Why? Well, the first and most obvious reason involves the drag of the arrow, which begins as soon as the shot is fired. The slower deceleration rate of a heavier arrow (as opposed to the swiftness of a lighter propulsive) will cause deeper penetration upon impact, thereby insuring a swift kill. As bowhunting can be an exceedingly messy business when the shot fails to reach its intended target, this strong impact is exactly what the hunter should be looking for.
In fact, the situation can be explained perfectly if we apply Newton’s Second Law of Motion. For those who missed physics class that day, this is the law which applies to an object’s acceleration as it relates to the weight of said object. For these purposes, the propulsion of the arrow, as produced by the force of the shot, is directly proportional to the magnitude of said shot, and inversely proportional to the mass of the arrow. Thereby, the heavier the arrow, the more it will slow during flight.
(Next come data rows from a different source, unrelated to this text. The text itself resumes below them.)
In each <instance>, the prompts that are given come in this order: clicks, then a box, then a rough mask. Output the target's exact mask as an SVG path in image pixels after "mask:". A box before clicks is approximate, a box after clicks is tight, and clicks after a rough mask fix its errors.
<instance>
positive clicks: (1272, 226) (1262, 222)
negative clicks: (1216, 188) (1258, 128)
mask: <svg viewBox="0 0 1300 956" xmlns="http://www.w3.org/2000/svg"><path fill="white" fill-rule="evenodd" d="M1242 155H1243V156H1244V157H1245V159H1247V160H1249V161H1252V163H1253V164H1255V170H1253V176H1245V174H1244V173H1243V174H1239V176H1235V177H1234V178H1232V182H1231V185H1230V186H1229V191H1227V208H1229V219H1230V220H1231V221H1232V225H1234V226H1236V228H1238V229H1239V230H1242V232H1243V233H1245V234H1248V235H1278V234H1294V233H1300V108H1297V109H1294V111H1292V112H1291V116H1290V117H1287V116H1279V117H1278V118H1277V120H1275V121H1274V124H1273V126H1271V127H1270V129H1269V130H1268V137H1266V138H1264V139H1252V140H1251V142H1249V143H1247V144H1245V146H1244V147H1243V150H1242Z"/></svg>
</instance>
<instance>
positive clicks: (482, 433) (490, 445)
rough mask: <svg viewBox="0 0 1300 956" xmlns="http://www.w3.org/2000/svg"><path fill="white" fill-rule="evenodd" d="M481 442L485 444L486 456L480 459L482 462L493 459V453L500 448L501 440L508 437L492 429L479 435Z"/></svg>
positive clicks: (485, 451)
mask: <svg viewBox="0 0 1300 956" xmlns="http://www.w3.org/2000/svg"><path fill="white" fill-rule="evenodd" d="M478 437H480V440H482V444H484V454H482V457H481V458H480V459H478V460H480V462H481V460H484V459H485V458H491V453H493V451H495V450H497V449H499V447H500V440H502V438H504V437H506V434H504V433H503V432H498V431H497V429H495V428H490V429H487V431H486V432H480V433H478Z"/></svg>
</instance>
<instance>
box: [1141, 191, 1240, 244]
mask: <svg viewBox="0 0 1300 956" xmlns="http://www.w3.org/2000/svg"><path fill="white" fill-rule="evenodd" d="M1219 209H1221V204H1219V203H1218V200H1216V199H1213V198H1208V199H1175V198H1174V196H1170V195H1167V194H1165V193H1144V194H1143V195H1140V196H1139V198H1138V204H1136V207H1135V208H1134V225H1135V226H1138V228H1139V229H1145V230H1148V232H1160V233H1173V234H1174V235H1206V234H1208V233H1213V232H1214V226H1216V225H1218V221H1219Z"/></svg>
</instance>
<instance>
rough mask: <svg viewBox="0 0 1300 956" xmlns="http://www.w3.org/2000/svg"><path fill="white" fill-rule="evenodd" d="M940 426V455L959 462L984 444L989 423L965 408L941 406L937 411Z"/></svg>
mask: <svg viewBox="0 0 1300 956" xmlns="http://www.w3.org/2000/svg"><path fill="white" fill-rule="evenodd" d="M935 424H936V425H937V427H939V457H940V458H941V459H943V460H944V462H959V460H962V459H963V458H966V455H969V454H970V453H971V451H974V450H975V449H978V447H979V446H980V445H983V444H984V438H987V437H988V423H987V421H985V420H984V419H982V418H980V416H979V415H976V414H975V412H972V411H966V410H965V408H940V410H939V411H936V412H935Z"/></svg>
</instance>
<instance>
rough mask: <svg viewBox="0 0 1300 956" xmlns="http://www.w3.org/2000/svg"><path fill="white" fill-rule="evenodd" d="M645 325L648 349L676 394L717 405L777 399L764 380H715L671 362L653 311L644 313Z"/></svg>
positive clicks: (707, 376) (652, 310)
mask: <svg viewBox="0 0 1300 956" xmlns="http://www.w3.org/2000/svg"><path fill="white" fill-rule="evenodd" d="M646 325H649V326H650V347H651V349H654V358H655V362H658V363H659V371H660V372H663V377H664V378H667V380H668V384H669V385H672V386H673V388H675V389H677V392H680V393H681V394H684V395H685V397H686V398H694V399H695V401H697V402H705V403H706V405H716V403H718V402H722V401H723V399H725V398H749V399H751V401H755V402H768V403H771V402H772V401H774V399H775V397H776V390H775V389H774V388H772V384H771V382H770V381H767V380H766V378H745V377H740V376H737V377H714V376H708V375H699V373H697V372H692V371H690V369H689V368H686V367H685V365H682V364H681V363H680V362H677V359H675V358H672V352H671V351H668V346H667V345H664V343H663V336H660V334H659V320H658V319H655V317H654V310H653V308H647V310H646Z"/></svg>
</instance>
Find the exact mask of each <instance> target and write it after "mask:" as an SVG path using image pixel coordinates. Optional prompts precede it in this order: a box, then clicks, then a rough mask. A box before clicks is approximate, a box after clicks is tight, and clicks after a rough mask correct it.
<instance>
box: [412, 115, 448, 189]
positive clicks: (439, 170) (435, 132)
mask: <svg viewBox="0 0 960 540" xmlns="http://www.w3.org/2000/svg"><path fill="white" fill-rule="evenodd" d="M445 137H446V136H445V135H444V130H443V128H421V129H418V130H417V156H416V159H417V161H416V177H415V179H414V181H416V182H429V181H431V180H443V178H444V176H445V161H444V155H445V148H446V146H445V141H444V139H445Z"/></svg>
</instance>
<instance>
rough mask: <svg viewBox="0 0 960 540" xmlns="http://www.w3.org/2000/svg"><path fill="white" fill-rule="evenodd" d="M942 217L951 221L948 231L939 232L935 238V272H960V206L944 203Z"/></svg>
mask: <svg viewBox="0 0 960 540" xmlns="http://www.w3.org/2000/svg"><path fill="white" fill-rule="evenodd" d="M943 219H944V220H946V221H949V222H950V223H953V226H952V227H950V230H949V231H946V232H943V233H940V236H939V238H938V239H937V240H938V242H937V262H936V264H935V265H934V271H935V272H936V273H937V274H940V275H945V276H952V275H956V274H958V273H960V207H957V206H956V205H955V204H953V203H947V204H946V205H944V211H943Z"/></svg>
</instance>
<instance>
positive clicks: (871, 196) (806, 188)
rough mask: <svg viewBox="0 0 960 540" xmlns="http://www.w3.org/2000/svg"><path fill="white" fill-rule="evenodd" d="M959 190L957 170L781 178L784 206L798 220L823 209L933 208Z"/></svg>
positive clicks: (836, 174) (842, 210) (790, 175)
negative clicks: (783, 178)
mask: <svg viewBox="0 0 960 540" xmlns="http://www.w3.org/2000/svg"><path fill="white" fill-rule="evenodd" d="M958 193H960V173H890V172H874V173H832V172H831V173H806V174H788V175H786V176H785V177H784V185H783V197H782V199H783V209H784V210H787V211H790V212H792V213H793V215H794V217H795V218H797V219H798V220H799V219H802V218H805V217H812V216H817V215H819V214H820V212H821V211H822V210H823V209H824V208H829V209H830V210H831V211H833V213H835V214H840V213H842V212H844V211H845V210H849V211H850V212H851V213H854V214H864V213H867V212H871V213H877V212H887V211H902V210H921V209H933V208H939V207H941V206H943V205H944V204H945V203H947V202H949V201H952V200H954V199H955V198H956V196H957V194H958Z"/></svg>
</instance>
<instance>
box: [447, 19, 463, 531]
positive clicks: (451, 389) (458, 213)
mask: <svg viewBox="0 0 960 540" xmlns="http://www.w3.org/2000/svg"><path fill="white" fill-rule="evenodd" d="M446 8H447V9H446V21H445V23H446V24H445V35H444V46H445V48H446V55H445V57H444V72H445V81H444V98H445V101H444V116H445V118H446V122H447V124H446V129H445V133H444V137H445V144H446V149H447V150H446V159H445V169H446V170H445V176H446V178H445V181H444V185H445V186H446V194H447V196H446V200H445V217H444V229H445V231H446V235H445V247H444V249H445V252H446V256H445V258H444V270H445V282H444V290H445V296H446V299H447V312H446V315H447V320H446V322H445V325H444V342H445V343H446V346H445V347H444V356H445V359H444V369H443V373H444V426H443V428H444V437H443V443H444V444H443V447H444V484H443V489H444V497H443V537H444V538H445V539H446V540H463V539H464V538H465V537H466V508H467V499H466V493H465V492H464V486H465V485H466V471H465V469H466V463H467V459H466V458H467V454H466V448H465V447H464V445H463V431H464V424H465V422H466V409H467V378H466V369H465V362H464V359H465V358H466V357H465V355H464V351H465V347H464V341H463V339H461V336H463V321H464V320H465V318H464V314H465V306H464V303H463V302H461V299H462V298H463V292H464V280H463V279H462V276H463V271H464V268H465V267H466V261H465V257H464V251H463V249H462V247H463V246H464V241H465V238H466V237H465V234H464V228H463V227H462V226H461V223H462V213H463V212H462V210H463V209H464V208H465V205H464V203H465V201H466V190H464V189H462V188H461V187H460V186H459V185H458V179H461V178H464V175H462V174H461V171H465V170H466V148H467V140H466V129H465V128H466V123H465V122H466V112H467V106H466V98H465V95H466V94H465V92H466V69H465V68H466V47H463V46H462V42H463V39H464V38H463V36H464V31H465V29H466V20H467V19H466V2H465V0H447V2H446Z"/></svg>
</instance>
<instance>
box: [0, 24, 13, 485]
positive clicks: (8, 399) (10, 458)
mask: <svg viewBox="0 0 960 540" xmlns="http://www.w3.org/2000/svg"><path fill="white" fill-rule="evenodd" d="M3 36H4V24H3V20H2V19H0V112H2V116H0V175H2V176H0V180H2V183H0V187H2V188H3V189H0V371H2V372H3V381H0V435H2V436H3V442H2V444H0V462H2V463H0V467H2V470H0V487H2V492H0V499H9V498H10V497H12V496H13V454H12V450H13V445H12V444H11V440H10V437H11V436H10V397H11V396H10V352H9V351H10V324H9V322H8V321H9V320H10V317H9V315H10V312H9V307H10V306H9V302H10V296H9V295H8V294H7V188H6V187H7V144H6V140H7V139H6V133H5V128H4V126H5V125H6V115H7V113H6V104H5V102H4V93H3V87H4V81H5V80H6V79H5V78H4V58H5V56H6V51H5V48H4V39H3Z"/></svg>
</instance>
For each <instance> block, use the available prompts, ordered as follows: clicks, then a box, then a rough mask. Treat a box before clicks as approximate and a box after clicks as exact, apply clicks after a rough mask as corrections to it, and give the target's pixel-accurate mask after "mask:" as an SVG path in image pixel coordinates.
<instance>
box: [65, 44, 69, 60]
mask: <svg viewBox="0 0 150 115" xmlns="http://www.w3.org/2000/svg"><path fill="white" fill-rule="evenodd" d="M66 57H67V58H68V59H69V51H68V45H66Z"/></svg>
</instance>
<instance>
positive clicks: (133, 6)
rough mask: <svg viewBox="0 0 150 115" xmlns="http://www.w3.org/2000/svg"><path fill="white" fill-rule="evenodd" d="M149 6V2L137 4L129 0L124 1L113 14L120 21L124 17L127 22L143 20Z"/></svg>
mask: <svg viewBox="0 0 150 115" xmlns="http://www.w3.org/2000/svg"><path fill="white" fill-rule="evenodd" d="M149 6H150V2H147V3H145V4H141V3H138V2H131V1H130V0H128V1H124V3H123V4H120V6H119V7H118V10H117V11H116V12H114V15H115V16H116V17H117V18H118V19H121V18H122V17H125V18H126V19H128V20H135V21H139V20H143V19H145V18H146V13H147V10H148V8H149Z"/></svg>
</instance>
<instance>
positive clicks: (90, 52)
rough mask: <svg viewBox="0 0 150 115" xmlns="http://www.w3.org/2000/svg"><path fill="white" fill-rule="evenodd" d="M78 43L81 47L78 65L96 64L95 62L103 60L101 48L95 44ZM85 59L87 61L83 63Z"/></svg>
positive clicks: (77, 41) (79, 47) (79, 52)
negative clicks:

This might be difficult for some readers to accept, as it’s natural to assume that a faster-moving object would deliver a surer blow. The difference, however, lies in the momentum of the heavy arrow versus the light one. While a 350-grain arrow traveling at 340 feet per second delivers roughly the same amount of kinetic energy as a 480-grain propulsive moving at 290 feet per second, the force behind the heavier object generates more momentum, and is likelier to deliver the fatal blow to the target.
Though a light arrow could still achieve the desired result as long as the shot is dead-on, such bullseye moments are rare in bowhunting. It’s best not to rely too much on luck when dealing with matters of life and death.